Friday, March 27, 2020

Confessions of a Pathological Procrastinator

My work gives me a lethal flexibility to procrastinate.  I can rationalize putting things off in the name of fulfilling some other "obligation."  My ever-present "To Do" list only grows longer.  Given my inability to set priorities, I convince myself that as long as something gets crossed off, I'm making some sort of "progress."  The marginalia that catch my eye, like bright shiny coins along a path, draw me away, and I convince myself that it is part of some process or maybe the raw material for some future project.  Sometimes I am even right.

For the past three years, I've been working on a monograph.
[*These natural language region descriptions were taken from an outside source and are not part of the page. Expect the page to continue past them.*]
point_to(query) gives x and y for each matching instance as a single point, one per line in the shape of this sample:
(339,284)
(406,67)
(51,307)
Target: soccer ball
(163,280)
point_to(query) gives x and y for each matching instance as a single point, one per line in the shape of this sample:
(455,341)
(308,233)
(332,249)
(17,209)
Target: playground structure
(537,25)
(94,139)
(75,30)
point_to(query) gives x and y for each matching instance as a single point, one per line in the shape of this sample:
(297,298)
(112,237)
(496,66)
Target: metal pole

I've made progress; a little bit here, a little bit there.  Chapters, murky at the outset, coalesce and take shape.  I've rolled out chunks for scholarly conferences and public lectures.  But there are long sections of the narrative, important to the story I'm telling, that sit out on the horizon mocking and unfinished.  I know they are important.  I resist the inevitable confrontation required to bring them to heel.  Their burden is in my head, but I can't lay them down.  Like Giles Corey of Salem, I stubbornly resist doing the work.  I demand of my internal universe, "more weight!" Of course this sounds more dramatic than it really is; I don't need the Puritan divines to bury me under rocks.  I put the pressure on myself. 
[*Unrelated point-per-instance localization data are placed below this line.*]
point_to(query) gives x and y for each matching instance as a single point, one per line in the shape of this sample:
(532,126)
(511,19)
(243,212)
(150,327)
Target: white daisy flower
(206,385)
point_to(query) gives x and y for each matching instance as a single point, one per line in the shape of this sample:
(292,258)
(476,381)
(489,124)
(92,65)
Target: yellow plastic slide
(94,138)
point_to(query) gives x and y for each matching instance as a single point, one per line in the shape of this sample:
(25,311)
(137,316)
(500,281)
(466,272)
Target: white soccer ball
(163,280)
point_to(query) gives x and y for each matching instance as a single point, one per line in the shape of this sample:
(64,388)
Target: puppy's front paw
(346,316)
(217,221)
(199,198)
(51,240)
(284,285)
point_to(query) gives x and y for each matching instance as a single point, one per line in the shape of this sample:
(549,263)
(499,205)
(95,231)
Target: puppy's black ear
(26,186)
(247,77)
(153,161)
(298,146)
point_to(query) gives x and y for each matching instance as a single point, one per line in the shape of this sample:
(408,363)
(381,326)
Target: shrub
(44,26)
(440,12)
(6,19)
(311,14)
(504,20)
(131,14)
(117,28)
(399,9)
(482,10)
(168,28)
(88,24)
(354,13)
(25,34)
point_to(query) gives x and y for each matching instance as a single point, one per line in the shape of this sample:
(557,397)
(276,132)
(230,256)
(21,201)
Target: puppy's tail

When I write, I keep certain books close at hand; writers whose work I admire, books on the art of writing.  Hemingway, Didion, Morrison, Orwell, and Baldwin.  I'm excited to see Amitava Kumar's Everyday I Write the Book coming out today.  The excerpt on writerly routines published on Lithub this morning struck a nerve--or was it a swift kick?  That's what I'm looking for, a routine.  Consistency is not my forte, and mine shift with the project.  Truth be told, these blog posts are meant to prod me from my lethargy.  My writing, like a flabby muscle, requires this sort of exercise.  Sometimes I worry about how many words I have left?  But that's just another excuse.  I won't find the answer to that question without stringing the words together in the first place.